O ativismo do cardeal Ruini em superaquecer os temas explosivos da bioética e favorecer a formulação de um partido dos católicos no centro deu a impressão de funcionar como estratégia mais geral de reconquista neoguelfa [restauração do partido político medieval dos guelfos, ndt] perante as instituições democráticas, até o ponto de circunscrever a soberania do parlamento na legislação sobre matérias sensíveis, definidas a priori como “não negociáveis”. O povo do Family day foi reconvocado a descer à praça em 134 cidades italianas nos primeiros dias de março, uma mobilização permanente programada até 15 de maio, jornada internacional da família. O escopo desta agitação é o de exercer toda pressão possível sobre os candidatos por uma política fiscal mais favorável à família.

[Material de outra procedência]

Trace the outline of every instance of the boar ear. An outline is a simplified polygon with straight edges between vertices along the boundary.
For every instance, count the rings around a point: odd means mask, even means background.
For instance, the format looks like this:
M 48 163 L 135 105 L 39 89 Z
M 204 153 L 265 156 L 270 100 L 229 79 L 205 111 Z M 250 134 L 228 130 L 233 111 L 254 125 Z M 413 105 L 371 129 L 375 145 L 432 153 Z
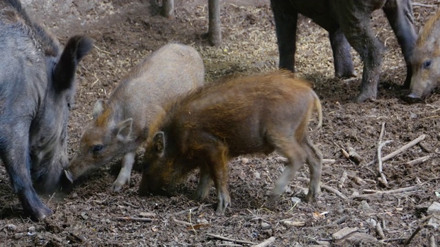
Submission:
M 72 86 L 76 65 L 93 47 L 90 38 L 75 36 L 67 41 L 63 54 L 53 70 L 54 86 L 59 91 Z
M 102 99 L 98 99 L 96 103 L 95 103 L 95 106 L 94 106 L 94 111 L 91 115 L 94 117 L 94 119 L 96 119 L 99 117 L 102 112 L 104 111 L 104 102 Z
M 118 134 L 116 137 L 119 141 L 127 141 L 130 139 L 130 134 L 131 134 L 131 126 L 133 125 L 133 119 L 130 117 L 124 121 L 121 121 L 118 124 L 116 129 Z
M 153 137 L 153 147 L 156 154 L 162 157 L 165 152 L 165 134 L 163 132 L 158 132 Z

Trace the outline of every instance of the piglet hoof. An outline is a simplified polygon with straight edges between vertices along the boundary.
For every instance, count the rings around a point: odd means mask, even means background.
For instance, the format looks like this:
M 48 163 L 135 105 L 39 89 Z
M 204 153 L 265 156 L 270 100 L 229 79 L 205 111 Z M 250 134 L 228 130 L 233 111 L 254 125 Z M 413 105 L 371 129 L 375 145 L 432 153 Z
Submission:
M 361 93 L 355 99 L 356 103 L 364 103 L 366 101 L 374 102 L 376 100 L 376 95 L 373 93 Z
M 344 79 L 344 78 L 348 79 L 348 78 L 358 77 L 358 73 L 356 73 L 356 71 L 343 71 L 343 72 L 336 73 L 335 76 L 340 79 Z
M 307 195 L 305 196 L 305 200 L 307 203 L 313 202 L 315 201 L 319 194 L 319 192 L 311 193 L 310 191 L 309 191 L 309 193 L 307 193 Z
M 66 175 L 66 178 L 67 178 L 67 180 L 69 180 L 70 183 L 74 183 L 74 177 L 73 176 L 72 176 L 72 172 L 70 172 L 70 171 L 69 170 L 65 169 L 64 174 Z
M 270 198 L 269 198 L 269 203 L 270 203 L 271 204 L 274 204 L 279 196 L 280 195 L 272 193 L 272 194 L 270 196 Z
M 54 212 L 44 205 L 39 209 L 32 209 L 30 211 L 28 212 L 28 214 L 30 215 L 30 218 L 33 221 L 43 220 L 52 213 L 54 213 Z
M 118 191 L 120 191 L 121 189 L 122 189 L 122 186 L 116 185 L 115 184 L 111 185 L 111 191 L 112 191 L 118 192 Z

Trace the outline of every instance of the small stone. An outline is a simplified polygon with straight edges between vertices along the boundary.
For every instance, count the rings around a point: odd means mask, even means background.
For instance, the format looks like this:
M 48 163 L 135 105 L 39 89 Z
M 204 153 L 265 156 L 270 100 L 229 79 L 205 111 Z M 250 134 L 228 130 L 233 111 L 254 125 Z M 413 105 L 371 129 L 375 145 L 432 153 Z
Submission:
M 376 224 L 377 224 L 377 222 L 376 222 L 376 221 L 373 219 L 368 219 L 366 220 L 366 224 L 368 224 L 368 226 L 371 227 L 376 227 Z
M 81 217 L 83 220 L 87 220 L 89 218 L 89 216 L 87 216 L 86 212 L 82 211 L 82 212 L 81 212 Z
M 301 202 L 301 199 L 300 199 L 300 198 L 298 198 L 297 197 L 293 197 L 293 198 L 290 198 L 290 200 L 292 200 L 292 202 L 294 202 L 294 205 Z
M 16 226 L 13 224 L 8 224 L 6 225 L 6 229 L 10 231 L 16 231 Z
M 363 200 L 360 202 L 360 204 L 358 207 L 358 209 L 363 212 L 368 212 L 371 210 L 371 208 L 366 200 Z
M 270 229 L 271 228 L 272 228 L 272 226 L 270 224 L 267 224 L 266 222 L 261 222 L 261 229 L 267 230 L 267 229 Z
M 267 236 L 272 236 L 274 235 L 274 231 L 272 229 L 267 229 L 263 231 Z
M 434 202 L 428 208 L 428 210 L 426 211 L 426 213 L 428 213 L 428 215 L 430 215 L 432 213 L 440 213 L 440 203 L 437 202 Z
M 338 240 L 358 231 L 359 231 L 358 227 L 345 227 L 332 234 L 332 237 L 333 239 Z

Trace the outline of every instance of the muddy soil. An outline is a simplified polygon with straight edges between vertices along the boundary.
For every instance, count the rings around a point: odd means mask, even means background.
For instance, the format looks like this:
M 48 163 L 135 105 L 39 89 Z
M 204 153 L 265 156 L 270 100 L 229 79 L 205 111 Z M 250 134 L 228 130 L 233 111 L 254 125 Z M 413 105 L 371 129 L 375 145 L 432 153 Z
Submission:
M 77 33 L 95 40 L 95 48 L 78 73 L 76 102 L 69 124 L 71 158 L 90 121 L 94 102 L 106 100 L 130 68 L 168 42 L 190 45 L 200 52 L 206 83 L 226 75 L 276 69 L 276 38 L 268 1 L 247 5 L 243 4 L 249 1 L 221 1 L 223 45 L 219 47 L 210 46 L 207 40 L 206 1 L 176 2 L 175 18 L 168 19 L 160 15 L 155 1 L 109 0 L 85 9 L 72 1 L 76 10 L 71 14 L 77 18 L 66 16 L 59 21 L 45 13 L 47 6 L 30 4 L 31 15 L 62 43 Z M 417 30 L 438 9 L 435 0 L 418 3 L 426 5 L 414 8 Z M 406 74 L 403 56 L 383 13 L 375 12 L 372 21 L 386 51 L 377 99 L 362 104 L 352 101 L 360 76 L 335 78 L 327 34 L 306 18 L 299 23 L 298 76 L 312 82 L 323 106 L 323 127 L 311 139 L 324 158 L 333 160 L 324 164 L 322 193 L 315 203 L 303 202 L 308 186 L 306 166 L 275 203 L 267 202 L 284 166 L 277 154 L 239 157 L 230 162 L 232 204 L 221 216 L 214 213 L 213 187 L 206 200 L 191 199 L 197 173 L 177 185 L 173 196 L 140 197 L 138 165 L 130 184 L 119 192 L 111 191 L 120 167 L 120 160 L 116 160 L 69 191 L 41 196 L 54 213 L 36 222 L 22 216 L 1 165 L 0 245 L 250 246 L 274 237 L 273 246 L 404 246 L 419 228 L 409 246 L 439 246 L 440 231 L 426 220 L 428 207 L 440 202 L 440 91 L 420 103 L 402 100 Z M 362 75 L 362 62 L 354 51 L 353 54 L 357 72 Z M 313 120 L 312 127 L 316 123 Z M 385 184 L 377 172 L 380 142 L 391 141 L 382 148 L 384 156 L 419 137 L 424 137 L 419 144 L 383 163 Z M 341 150 L 350 148 L 362 158 L 360 163 L 342 154 Z M 408 163 L 425 156 L 428 158 L 420 163 Z M 342 229 L 353 233 L 340 235 Z

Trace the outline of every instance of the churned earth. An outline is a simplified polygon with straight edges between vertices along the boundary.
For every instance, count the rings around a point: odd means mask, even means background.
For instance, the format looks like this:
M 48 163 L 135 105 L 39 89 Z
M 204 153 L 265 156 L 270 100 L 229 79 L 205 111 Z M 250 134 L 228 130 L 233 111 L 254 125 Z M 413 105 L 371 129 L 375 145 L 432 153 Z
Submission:
M 43 22 L 62 43 L 80 33 L 95 40 L 94 49 L 78 69 L 76 105 L 69 124 L 70 158 L 91 119 L 94 102 L 106 100 L 131 67 L 168 42 L 190 45 L 200 52 L 207 83 L 223 75 L 254 75 L 277 68 L 268 0 L 221 1 L 219 47 L 210 46 L 207 40 L 208 6 L 203 0 L 176 1 L 175 17 L 170 19 L 160 16 L 156 1 L 91 1 L 89 5 L 25 1 L 30 14 Z M 438 10 L 439 3 L 418 0 L 416 4 L 419 30 Z M 195 172 L 175 187 L 172 197 L 140 197 L 137 165 L 130 184 L 119 192 L 111 191 L 120 167 L 120 160 L 116 160 L 68 191 L 41 196 L 54 213 L 36 222 L 23 217 L 1 165 L 0 245 L 250 246 L 274 237 L 272 246 L 404 246 L 408 239 L 410 246 L 439 246 L 440 216 L 431 214 L 428 207 L 440 203 L 440 90 L 419 103 L 404 102 L 401 87 L 406 67 L 399 47 L 381 11 L 374 13 L 372 23 L 386 51 L 377 99 L 362 104 L 352 101 L 360 76 L 335 78 L 327 34 L 306 18 L 298 23 L 297 75 L 310 80 L 321 99 L 324 124 L 311 139 L 329 160 L 322 172 L 322 193 L 315 203 L 303 202 L 309 176 L 305 165 L 275 203 L 267 202 L 284 165 L 276 154 L 230 162 L 232 204 L 221 216 L 214 213 L 213 187 L 206 200 L 191 200 L 197 183 Z M 362 75 L 362 62 L 354 51 L 353 54 Z M 379 146 L 385 156 L 417 139 L 421 139 L 418 144 L 382 163 L 381 176 L 376 161 Z M 354 151 L 360 158 L 353 161 L 342 150 Z M 410 162 L 421 158 L 418 163 Z

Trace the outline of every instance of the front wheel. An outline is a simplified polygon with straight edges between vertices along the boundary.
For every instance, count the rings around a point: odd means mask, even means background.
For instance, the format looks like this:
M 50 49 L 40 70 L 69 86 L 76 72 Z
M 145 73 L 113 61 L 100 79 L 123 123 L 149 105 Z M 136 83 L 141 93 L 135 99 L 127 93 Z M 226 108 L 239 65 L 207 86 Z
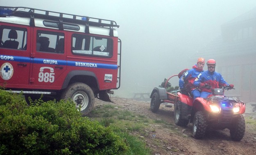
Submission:
M 150 102 L 150 109 L 153 113 L 156 113 L 160 106 L 161 100 L 157 92 L 154 92 L 152 95 Z
M 75 104 L 76 108 L 80 108 L 83 115 L 90 113 L 94 106 L 94 94 L 92 89 L 83 83 L 71 84 L 62 93 L 61 98 L 71 98 Z
M 193 135 L 196 139 L 201 139 L 204 136 L 206 128 L 206 119 L 202 111 L 197 112 L 193 119 Z
M 178 101 L 174 105 L 174 121 L 178 126 L 186 126 L 188 124 L 188 120 L 181 118 L 182 113 L 181 102 Z
M 240 115 L 232 121 L 229 129 L 231 138 L 236 141 L 240 141 L 244 137 L 245 132 L 245 121 L 242 115 Z

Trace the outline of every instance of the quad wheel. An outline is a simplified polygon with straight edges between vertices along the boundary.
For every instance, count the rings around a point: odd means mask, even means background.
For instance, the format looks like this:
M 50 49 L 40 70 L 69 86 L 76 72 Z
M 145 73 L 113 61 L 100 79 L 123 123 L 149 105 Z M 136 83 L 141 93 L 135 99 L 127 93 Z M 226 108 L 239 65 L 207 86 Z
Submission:
M 150 109 L 153 113 L 156 113 L 160 106 L 161 100 L 157 92 L 154 92 L 151 97 L 150 102 Z
M 176 124 L 179 126 L 186 126 L 188 123 L 188 120 L 181 118 L 182 111 L 181 102 L 178 101 L 174 105 L 174 121 Z
M 196 139 L 201 139 L 204 136 L 206 129 L 206 119 L 202 111 L 199 111 L 195 114 L 193 119 L 192 134 Z
M 229 131 L 232 140 L 240 141 L 242 139 L 245 132 L 245 121 L 242 115 L 240 115 L 233 120 Z
M 71 98 L 76 108 L 80 108 L 81 113 L 86 115 L 93 108 L 94 94 L 92 89 L 86 84 L 77 82 L 70 84 L 62 93 L 61 99 Z

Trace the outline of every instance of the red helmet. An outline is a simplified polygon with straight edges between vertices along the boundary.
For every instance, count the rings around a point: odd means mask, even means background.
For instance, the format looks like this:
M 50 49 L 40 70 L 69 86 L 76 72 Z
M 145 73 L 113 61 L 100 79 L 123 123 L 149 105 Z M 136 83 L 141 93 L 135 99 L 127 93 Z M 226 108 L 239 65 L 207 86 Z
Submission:
M 209 59 L 208 61 L 207 61 L 207 62 L 206 64 L 207 66 L 208 66 L 209 64 L 214 64 L 214 66 L 216 66 L 216 62 L 214 59 Z
M 205 62 L 205 60 L 204 60 L 204 59 L 202 58 L 198 58 L 198 59 L 197 59 L 197 63 L 199 63 L 199 62 L 203 62 L 203 63 L 204 63 Z

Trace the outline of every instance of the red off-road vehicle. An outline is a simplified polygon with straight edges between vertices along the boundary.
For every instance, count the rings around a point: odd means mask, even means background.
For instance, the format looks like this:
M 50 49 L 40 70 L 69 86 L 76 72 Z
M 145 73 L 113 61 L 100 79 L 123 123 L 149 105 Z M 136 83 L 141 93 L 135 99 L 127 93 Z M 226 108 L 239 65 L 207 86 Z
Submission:
M 81 10 L 81 12 L 84 10 Z M 0 86 L 26 98 L 70 98 L 84 114 L 120 86 L 113 20 L 0 7 Z
M 150 108 L 154 113 L 163 102 L 174 104 L 174 118 L 176 124 L 185 126 L 193 123 L 193 135 L 195 138 L 202 138 L 208 129 L 223 130 L 228 128 L 232 140 L 240 141 L 245 131 L 245 119 L 242 114 L 245 111 L 242 101 L 224 96 L 226 87 L 212 90 L 212 94 L 207 98 L 197 97 L 193 102 L 189 93 L 181 93 L 179 90 L 167 92 L 166 86 L 171 76 L 165 82 L 165 88 L 155 87 L 150 98 Z

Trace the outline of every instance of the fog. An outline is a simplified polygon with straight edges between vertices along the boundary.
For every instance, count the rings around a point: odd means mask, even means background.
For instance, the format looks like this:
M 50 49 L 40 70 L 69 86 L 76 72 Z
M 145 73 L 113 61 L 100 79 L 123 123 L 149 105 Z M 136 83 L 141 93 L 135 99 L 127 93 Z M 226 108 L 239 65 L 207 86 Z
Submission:
M 197 60 L 191 56 L 221 35 L 222 24 L 256 7 L 255 0 L 1 1 L 1 6 L 116 22 L 122 42 L 121 83 L 114 95 L 126 97 L 150 92 L 165 78 L 191 68 Z

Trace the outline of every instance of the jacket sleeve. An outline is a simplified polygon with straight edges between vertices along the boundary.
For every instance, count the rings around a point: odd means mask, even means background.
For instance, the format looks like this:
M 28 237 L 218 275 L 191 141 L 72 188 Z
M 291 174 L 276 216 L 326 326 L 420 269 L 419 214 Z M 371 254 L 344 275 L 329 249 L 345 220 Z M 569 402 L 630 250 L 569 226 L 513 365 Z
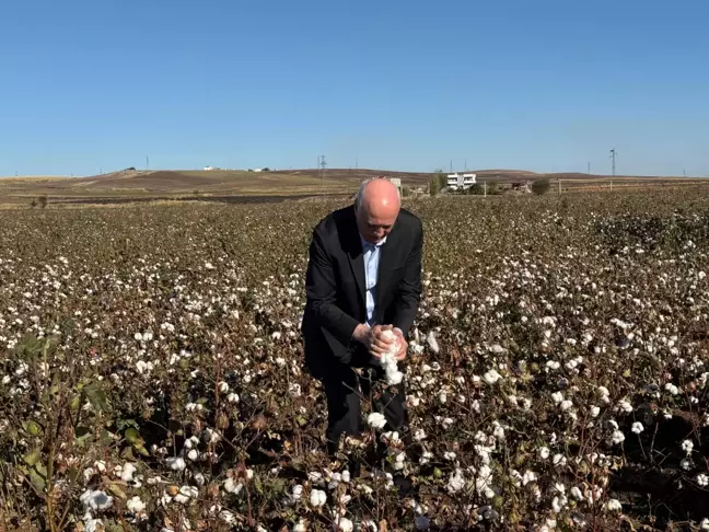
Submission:
M 359 322 L 336 304 L 337 279 L 321 228 L 313 231 L 305 274 L 305 293 L 317 324 L 344 346 L 348 346 Z
M 406 258 L 404 276 L 394 296 L 394 316 L 392 324 L 406 337 L 421 301 L 421 261 L 423 254 L 423 225 L 419 220 L 414 230 L 414 246 Z

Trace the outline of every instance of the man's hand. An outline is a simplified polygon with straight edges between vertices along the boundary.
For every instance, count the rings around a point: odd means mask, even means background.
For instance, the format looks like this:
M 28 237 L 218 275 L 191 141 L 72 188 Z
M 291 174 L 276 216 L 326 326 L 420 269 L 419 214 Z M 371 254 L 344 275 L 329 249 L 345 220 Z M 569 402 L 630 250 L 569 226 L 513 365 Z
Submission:
M 365 324 L 359 324 L 352 334 L 352 337 L 362 344 L 367 350 L 375 358 L 381 358 L 383 354 L 388 351 L 390 345 L 394 338 L 383 338 L 384 331 L 392 331 L 391 325 L 374 325 L 368 327 Z M 396 333 L 395 333 L 396 334 Z
M 408 343 L 404 339 L 404 333 L 400 328 L 394 327 L 392 332 L 396 335 L 396 339 L 399 343 L 399 350 L 396 354 L 396 360 L 402 361 L 406 358 L 406 351 L 408 350 Z

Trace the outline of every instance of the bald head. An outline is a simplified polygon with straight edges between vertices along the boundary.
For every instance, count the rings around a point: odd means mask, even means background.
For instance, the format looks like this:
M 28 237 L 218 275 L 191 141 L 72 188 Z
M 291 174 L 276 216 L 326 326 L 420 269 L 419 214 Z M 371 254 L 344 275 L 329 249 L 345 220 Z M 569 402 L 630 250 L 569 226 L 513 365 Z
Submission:
M 394 227 L 400 209 L 398 188 L 388 180 L 375 178 L 362 184 L 354 209 L 362 238 L 376 243 Z

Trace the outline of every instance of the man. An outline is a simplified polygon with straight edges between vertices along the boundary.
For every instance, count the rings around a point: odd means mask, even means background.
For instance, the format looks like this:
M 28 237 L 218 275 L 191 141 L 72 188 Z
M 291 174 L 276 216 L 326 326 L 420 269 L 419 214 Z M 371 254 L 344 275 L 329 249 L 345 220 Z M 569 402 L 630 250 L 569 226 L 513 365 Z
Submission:
M 315 227 L 306 274 L 307 302 L 302 333 L 305 366 L 321 380 L 327 397 L 328 452 L 340 438 L 363 429 L 360 394 L 367 382 L 353 368 L 381 380 L 377 359 L 392 339 L 406 358 L 406 337 L 421 296 L 421 221 L 400 207 L 398 189 L 388 180 L 362 184 L 354 205 L 332 212 Z M 387 430 L 403 432 L 406 424 L 404 383 L 383 393 Z

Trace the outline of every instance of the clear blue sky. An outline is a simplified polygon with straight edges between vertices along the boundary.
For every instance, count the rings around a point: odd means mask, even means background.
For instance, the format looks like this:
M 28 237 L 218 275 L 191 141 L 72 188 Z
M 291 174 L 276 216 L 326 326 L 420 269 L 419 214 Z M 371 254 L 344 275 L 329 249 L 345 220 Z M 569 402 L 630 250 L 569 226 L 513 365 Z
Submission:
M 709 175 L 706 0 L 4 0 L 0 175 Z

Na cúpula vaticana, o cardeal vigário de Roma aparece entre os mais convencidos defensores da conveniência de contrapor-se ao temido desaparecimento do cristianismo jogando na fornalha midiática e no tumulto do político a imagem de uma Igreja de praça. Não importa se este paradigma de catolicismo demonstrativo revele, pelo simples fato de sua exibição, sua debilidade interior. Tende-se a remover a admoestação cara a Rosmini, recentemente beatificado, segundo o qual a sobreposição do poder religioso e do poder político desnatura a Igreja e enfraquece sua missão: “quando ela se faz árbitro da sorte humana, somente então ela é impotente – dizia o filósofo carnavalesco -, aquele é o tempo de sua decadência”.
O que colheu muitos de surpresa nestas iniciativas indiscretas foi o fato que a Igreja, ou uma parte eminente dela, embora sabendo que dispunha de uma radicada e autorizada presença associativa no tecido da sociedade civil, com a rede das paróquias e sujeitos fortes como Cielle, Sant’Egidio, o voluntariado difuso, a Ação Católica, os Movimentos pela Vida, etc., não tenha resistido à tentação neo-constantiniana de procurar-se um ulterior e específico influxo político-cultural, na forma espúria de uma parceria do poder político, quase de um novo braço secular, como se aspirasse conquistar o mundo ou munir-se de um excedente de proteções temporais.
A suscitar perplexidade também em setores do episcopado italiano foi a previsão de que uma busca tão exorbitante de espaços privilegiados para os interesses confessionais corra o risco de prejudicar em definitivo o papel político – que ninguém contesta – da Igreja, a eficácia de suas orientações pastorais, espirituais e também sociais, até eliminar até as mais empenhativas posições do magistério conciliar e pontifício em matéria de liberdade política dos cristãos e de missão espiritual da Igreja.
No entanto, parece difícil afirmar que a tendência ao expansionismo político de setores da hierarquia eclesiástica seja a única e definitiva opção estratégica da política vaticana para que ela se imponha univocamente, sem encontrar objeções na cúpula, e sim alternativas de linha. Também no Vaticano se adverte o risco de que as invasões hierárquicas de campo possam ser precursores de contragolpes sobre as futuras relações entre instituições laicas e religiosas. Um editorial da revista dos jesuítas Civiltà Cattolica sobre o incidente da Sapienza indicou “o perigo de erguer paliçadas de uma parte e da outra, e até mesmo confrontar-se livre e criticamente”, e reconheceu, por admoestação também dos integralistas católicos e não só dos “fundamentalistas leigos”, que “o caminho a percorrer não é o das paliçadas, que sempre são abatidas”.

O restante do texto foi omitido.